Well, there's one place you could get them. I just reprogrammed the LiNGAM and LiNG-D algorithms from scratch, and the weighted B Hat matrix (or matrices) is printed to the console. Those algorithms require that you have linear, non-Gaussian data, but if you do, they're working pretty well. (If you have more than one Gaussian variable in your dataset, they will produce nonsense.) The way to get that weighted matrix would be to launch the Tetrad interface using the java -jar option, then run LiNGAM on your data. The BHat matrix or matrices will be printed in the Terminal window. It could also be printed in the log window if you turn on logging in the interface; I can't remember off the top of my head.

magical-hhc commented 1 year ago

Ok, I will try it with reference to your suggestion.

jdramsey commented 1 year ago

Nice. By the way can you leave this issue open so I don't forget to work out the saving of parameterized matrices issue?

magical-hhc commented 1 year ago

of course！

jdramsey commented 1 year ago

Let me take this one up.
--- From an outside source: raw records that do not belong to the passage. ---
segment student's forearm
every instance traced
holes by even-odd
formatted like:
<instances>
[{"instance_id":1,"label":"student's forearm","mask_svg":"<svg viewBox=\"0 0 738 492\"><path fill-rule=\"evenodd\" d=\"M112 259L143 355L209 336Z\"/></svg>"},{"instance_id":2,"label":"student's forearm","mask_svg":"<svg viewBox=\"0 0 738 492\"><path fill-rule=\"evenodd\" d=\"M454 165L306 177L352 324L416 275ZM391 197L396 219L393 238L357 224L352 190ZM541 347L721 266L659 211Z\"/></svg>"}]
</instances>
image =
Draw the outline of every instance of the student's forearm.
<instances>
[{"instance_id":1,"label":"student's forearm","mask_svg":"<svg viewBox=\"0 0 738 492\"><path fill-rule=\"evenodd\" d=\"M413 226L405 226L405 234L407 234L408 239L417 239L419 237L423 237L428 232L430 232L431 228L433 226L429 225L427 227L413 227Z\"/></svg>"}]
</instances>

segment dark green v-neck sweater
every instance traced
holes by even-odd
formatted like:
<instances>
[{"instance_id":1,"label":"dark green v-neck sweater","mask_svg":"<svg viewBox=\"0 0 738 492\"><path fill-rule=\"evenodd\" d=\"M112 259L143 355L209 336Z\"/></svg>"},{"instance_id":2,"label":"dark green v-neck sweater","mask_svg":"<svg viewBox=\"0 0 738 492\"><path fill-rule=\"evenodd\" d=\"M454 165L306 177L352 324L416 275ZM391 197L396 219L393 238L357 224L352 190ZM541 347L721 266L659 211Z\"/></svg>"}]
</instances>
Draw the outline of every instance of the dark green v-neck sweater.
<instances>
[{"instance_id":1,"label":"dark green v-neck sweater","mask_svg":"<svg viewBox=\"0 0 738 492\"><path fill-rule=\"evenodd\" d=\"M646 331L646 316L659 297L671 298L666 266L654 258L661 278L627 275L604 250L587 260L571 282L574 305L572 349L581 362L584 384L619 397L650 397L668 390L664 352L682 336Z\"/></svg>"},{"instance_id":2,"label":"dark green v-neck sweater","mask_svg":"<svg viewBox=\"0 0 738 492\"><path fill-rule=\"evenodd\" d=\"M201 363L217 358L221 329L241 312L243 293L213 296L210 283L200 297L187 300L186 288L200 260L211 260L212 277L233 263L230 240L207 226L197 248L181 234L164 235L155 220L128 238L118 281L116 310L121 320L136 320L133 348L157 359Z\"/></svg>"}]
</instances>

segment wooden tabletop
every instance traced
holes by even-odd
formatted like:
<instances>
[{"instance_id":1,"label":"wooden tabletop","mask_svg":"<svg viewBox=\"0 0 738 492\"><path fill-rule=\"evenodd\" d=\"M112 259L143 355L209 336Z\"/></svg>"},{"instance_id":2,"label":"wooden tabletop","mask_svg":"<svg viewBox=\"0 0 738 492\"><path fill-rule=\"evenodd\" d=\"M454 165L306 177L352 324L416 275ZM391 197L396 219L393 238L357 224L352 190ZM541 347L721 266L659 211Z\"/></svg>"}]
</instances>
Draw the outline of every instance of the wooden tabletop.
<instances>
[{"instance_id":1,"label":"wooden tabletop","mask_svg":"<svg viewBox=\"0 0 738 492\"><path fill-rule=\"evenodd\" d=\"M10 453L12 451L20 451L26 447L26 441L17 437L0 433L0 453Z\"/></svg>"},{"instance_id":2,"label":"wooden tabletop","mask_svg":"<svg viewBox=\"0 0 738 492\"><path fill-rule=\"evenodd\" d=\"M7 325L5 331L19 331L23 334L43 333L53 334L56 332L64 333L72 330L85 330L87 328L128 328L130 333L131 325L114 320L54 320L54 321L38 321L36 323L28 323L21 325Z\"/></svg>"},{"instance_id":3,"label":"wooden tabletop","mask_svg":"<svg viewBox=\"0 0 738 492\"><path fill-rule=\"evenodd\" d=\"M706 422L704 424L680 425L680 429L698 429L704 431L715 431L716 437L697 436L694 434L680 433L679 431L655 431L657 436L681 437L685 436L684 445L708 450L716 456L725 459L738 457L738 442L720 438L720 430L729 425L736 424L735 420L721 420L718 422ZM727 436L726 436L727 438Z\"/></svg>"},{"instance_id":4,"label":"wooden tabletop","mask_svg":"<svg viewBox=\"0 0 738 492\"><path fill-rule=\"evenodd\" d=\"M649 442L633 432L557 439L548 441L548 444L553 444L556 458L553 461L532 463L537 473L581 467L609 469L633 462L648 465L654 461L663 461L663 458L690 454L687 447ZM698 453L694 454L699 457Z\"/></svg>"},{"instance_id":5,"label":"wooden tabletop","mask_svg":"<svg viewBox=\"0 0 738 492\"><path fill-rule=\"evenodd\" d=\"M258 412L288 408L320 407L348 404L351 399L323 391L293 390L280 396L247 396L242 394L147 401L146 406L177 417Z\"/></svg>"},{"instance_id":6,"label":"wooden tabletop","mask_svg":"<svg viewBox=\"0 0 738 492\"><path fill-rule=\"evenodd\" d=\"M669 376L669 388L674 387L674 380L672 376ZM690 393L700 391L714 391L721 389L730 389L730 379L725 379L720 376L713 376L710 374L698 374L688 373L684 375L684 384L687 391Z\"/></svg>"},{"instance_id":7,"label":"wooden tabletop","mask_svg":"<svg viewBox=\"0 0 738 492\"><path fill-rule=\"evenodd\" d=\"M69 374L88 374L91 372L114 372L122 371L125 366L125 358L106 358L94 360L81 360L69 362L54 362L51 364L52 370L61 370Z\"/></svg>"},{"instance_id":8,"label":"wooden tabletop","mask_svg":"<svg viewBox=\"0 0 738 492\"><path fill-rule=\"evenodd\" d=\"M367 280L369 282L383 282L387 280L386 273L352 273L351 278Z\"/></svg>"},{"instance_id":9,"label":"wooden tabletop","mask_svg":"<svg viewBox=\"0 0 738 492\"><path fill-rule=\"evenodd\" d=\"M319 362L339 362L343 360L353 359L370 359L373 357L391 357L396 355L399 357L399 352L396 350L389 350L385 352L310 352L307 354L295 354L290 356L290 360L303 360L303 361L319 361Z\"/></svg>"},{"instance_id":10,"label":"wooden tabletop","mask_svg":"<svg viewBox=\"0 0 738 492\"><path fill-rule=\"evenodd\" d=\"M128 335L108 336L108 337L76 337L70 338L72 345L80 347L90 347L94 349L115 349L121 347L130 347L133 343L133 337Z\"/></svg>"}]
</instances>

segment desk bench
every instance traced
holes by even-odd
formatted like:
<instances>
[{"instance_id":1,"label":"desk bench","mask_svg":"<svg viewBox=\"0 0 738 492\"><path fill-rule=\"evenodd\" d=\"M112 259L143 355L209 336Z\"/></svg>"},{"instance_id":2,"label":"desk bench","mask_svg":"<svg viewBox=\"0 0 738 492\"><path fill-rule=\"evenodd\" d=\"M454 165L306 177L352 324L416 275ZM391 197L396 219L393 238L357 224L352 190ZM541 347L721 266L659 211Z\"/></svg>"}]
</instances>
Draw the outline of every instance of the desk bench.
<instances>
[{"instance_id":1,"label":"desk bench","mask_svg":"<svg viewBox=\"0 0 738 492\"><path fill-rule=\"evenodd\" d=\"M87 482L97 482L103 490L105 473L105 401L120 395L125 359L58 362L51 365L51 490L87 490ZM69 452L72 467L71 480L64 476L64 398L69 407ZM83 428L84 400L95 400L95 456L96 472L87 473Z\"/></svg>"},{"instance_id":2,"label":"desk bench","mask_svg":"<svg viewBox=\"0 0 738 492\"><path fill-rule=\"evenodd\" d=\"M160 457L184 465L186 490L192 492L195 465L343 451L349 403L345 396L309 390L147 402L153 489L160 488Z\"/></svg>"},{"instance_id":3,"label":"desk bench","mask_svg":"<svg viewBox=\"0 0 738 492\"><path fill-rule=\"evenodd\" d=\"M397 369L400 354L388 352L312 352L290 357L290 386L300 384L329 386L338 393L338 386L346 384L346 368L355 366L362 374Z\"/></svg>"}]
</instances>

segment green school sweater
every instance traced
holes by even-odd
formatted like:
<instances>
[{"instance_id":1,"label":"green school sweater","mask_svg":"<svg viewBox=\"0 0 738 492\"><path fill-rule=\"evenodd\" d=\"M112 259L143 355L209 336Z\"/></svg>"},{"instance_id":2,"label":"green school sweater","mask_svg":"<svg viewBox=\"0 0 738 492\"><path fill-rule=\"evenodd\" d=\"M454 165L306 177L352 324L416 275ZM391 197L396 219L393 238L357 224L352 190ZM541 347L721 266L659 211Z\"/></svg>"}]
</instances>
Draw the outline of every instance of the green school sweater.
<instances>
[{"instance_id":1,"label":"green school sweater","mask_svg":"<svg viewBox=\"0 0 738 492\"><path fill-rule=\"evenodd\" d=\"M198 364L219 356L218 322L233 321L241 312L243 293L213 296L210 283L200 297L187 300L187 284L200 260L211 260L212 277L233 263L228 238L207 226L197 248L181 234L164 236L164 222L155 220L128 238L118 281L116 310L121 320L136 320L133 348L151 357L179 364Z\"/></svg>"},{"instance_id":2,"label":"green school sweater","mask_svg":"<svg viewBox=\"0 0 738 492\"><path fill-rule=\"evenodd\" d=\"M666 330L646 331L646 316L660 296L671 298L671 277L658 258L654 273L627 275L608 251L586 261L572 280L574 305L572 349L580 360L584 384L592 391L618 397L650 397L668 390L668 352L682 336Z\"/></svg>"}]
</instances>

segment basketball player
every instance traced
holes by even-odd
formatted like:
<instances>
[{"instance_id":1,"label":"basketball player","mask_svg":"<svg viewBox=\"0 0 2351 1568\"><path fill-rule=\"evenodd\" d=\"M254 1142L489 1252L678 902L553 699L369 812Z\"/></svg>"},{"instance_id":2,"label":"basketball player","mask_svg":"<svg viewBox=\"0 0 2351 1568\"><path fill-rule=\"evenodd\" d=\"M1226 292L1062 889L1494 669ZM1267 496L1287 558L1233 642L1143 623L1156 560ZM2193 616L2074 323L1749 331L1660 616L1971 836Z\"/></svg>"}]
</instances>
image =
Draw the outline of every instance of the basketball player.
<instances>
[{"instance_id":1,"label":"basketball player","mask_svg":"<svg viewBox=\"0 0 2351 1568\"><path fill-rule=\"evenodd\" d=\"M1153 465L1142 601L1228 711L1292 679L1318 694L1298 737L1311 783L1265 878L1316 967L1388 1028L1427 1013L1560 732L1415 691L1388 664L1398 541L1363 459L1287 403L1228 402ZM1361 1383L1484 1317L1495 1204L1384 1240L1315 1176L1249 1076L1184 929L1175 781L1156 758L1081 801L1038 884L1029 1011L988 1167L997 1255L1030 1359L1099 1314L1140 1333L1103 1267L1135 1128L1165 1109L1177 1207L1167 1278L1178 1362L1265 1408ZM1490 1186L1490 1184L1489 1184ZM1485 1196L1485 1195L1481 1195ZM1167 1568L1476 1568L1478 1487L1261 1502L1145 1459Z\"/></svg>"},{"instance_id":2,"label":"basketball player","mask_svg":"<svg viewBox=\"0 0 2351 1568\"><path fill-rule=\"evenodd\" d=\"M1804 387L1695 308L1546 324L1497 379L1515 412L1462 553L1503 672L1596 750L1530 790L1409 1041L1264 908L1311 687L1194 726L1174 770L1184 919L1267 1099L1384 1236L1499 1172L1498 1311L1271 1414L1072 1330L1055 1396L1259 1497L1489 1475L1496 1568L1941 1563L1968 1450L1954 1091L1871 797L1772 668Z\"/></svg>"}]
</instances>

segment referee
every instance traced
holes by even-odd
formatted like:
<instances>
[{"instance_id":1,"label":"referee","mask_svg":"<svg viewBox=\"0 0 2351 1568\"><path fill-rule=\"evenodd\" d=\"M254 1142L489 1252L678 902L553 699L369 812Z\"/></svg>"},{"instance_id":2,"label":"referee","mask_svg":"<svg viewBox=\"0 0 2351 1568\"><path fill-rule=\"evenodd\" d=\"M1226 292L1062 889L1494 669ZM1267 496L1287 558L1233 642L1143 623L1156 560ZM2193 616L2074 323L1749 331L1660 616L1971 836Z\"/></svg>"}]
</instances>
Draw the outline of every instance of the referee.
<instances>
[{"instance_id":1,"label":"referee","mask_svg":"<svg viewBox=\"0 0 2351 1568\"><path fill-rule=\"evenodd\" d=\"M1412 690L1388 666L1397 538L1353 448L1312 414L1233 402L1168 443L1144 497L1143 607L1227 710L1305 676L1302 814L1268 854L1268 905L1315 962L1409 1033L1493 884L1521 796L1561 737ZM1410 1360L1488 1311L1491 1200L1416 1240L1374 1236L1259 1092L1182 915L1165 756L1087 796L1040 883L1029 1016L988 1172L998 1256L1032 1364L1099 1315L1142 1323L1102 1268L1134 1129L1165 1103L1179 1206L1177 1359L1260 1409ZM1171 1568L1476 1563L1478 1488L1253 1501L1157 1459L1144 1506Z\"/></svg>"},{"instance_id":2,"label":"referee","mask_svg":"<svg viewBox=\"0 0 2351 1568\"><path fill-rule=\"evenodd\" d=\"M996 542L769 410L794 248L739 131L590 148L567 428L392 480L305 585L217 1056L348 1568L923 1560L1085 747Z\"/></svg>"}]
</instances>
OK, I aim to save the B matrix for a DAG estimated using the SEM estimator. Of course we need to save the exogenous variances as well. Maybe this format?

Variables:

a d f s

Exogenous variances:

a b c d e...

B Hat:

a 0 0. 0 ... b d. 0 f ... 0 e ...

OK, in the development branch I've added menu items to SEM IM Editor and SEM Estimator Editor to copy the coefficient (B Hat) matrix and the error covariance matrix to the clipboard. You can then paste them in a text file.

That's the fix I was intending to do for this, and I was the one requesting the issue to stay open, so I'll close it but @magical-hhc open it back up if it wasn't what you intended.

This is in the development branch now and will be published in the next publish cycle.